RNA sequence-structure alignment is one of the basic research contents in bioinformatics. Through the similarity comparison of RNA sequences and structures, people are able to find the functional and evolutional information hiding in RNA sequences. This has vital researching significance in the classification of RNA sequences, the prediction of RNA secondary structures and finding conserved regions in sequences.

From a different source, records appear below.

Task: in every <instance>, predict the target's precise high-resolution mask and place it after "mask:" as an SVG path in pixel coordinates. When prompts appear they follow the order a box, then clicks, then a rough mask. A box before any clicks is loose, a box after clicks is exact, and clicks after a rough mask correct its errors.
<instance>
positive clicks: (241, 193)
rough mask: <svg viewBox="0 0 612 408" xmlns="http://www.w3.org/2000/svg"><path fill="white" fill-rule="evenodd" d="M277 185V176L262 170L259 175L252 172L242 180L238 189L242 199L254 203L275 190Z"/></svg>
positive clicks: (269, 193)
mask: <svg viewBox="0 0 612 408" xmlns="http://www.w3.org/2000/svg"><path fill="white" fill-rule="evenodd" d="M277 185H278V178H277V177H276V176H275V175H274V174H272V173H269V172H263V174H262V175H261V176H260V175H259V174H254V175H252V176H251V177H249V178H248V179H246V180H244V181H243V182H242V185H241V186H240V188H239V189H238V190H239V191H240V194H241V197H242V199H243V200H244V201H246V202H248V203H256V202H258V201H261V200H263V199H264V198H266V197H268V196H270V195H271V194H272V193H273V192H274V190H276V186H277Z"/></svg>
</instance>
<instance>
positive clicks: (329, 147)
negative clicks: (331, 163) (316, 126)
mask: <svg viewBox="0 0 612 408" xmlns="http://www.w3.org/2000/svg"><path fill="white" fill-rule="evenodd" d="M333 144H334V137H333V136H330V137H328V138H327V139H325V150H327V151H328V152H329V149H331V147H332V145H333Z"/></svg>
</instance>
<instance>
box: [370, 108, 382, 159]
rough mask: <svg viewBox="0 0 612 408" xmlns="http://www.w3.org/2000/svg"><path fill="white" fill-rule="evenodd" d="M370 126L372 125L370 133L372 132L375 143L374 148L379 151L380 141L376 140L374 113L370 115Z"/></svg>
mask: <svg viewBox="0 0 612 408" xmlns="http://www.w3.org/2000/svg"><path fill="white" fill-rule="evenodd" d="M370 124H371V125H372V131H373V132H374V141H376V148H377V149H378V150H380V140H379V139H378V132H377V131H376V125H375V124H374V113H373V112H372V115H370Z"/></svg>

     The paper first introduces the basic knowledge of the RNA sequence and structure, gives the detailed description of RNA sequence-structure alignment problems, analysis the existing RNA sequence-structure algorithms, and then gives analysis and comparison of present algorithms and points out the main problems of the present algorithms, describes the constructing and operating on the tree model in detail, give the relation between RNA sequence-structure and tree model.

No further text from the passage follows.